“Scarlett Johannson Röportajı”

Oscarlı yönetmen Cameron Crowe’un filmi DÜŞLER BAHÇESİ’nde Scarlett Johansson’ı Matt Damon’ın canlandırdığı Benjamin Mee karakterinin hayvanat bahçesindeki bakıcı Kelly rolünde izliyoruz. Kelly, eşini kaybeden iki çocuk babası Ben ile yakın bir ilişki kuruyor. Hayata dair iyi hissettiren filmler arasında sayabileceğimiz film dram, duygu ve komediyi çok iyi bir oranda birleştiren bir hikayeye sahip. Kapanmış bir hayvanat bahçesini alan Benjamin, bu yatırımının ailesi için anlamını zamanla farkederken hayatları da bu olayla beraber başka bir yöne kayacaktır.
Risk alma, imkansız gibi görünen zorluklarla mücadele etmeye dair sıcak bir hikaye. Üstelik aynı ismi taşıyan Benjamin Mee’nin gerçek hayat hikayesinden ve kitabından uyarlama.

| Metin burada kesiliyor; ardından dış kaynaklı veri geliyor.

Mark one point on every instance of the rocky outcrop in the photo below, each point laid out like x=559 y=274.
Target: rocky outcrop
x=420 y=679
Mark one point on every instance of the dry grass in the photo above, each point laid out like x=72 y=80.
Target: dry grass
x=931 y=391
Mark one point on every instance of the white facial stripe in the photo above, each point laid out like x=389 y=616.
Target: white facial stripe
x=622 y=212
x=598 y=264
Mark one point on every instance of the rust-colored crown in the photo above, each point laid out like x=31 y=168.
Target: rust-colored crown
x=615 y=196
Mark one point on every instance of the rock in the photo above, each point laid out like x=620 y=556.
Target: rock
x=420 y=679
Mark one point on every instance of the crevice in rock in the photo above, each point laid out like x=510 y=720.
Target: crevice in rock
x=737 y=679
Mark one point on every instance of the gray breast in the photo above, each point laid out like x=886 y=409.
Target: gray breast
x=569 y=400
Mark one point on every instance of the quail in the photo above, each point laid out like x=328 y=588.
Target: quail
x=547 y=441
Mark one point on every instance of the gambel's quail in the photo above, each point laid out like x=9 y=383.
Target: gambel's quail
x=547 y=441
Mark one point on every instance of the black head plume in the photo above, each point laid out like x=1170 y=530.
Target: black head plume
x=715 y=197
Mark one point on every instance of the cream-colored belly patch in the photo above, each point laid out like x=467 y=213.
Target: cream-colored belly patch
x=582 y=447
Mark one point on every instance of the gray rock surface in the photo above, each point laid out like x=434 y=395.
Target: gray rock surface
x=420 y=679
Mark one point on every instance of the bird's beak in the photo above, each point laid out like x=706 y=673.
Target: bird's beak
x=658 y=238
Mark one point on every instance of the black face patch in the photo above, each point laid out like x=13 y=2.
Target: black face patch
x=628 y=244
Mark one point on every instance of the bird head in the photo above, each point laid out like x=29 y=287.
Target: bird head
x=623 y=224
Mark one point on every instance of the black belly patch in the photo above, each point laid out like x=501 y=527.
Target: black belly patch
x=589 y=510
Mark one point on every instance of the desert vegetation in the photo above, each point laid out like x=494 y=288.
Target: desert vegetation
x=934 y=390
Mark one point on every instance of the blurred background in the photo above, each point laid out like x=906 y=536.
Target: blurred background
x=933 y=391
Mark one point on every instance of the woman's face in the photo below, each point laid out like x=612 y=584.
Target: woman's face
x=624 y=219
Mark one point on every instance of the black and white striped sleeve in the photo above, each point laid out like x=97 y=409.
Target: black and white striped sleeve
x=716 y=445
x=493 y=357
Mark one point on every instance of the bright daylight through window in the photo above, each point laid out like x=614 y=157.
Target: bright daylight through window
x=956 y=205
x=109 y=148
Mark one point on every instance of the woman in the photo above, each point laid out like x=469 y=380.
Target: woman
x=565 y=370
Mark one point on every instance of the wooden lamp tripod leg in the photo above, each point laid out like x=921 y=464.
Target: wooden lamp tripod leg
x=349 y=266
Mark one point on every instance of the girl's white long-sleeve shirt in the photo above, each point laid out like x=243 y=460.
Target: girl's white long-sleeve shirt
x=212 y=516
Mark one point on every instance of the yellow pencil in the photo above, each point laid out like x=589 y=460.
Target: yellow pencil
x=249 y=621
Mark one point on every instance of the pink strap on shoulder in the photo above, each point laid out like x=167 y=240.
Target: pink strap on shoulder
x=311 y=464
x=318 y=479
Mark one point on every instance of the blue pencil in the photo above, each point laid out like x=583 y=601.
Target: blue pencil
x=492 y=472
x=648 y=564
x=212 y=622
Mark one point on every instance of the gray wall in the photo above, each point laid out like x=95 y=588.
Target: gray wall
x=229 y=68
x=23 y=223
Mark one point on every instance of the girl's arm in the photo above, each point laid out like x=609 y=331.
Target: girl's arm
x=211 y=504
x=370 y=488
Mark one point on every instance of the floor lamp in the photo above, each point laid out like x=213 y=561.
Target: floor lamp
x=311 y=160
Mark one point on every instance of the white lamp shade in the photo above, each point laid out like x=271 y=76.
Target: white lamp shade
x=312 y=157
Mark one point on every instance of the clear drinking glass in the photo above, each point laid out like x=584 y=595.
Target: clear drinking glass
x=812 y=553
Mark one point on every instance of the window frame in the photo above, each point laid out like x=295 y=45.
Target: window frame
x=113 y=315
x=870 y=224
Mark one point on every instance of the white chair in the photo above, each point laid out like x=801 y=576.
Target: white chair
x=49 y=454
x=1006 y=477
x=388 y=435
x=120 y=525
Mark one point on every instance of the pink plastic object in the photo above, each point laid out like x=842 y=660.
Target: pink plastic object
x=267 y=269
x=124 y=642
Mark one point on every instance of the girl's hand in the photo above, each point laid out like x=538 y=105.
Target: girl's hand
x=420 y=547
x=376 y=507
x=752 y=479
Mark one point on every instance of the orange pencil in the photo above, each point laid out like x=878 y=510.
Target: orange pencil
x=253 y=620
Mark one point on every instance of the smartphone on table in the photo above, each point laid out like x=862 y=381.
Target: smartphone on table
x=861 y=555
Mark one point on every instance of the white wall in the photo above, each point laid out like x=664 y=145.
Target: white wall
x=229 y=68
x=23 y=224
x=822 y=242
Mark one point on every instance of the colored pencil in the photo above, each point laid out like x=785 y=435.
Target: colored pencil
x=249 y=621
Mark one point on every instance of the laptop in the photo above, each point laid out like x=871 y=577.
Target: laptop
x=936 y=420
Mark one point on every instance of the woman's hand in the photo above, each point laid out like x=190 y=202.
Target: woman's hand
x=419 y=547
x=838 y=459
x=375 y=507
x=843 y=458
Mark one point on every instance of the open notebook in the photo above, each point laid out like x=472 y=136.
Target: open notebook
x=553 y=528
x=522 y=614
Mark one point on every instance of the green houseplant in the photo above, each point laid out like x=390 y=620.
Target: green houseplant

KAPLANLAR, AYILAR, MAYMUNLAR VE YILANLAR: ROSEMOOR HAYVAN PARKI SÜREKLI BAKIM VE DİKKAT İSTEYEN BİR YER.
SCARLETT JOHANSSON TÜM BU DURUMU KENDI KANATLARI ALTINA ALIYOR VE HAYVANAT BAHÇESİ BAKICISI ROLÜNÜ ANLATIYOR.


Elaine Lipworth

SCARLETT JOHANSSON

Cameron Crowe’un umut verici yeni filmi DÜŞLER BAHÇESİ’nde Scarlett Johansson, Kelly Foster isimli işine düşkün ve tutkuyla bağlı bir hayvanat bahçesi bakıcısı rolünde karşımıza çıkıyor.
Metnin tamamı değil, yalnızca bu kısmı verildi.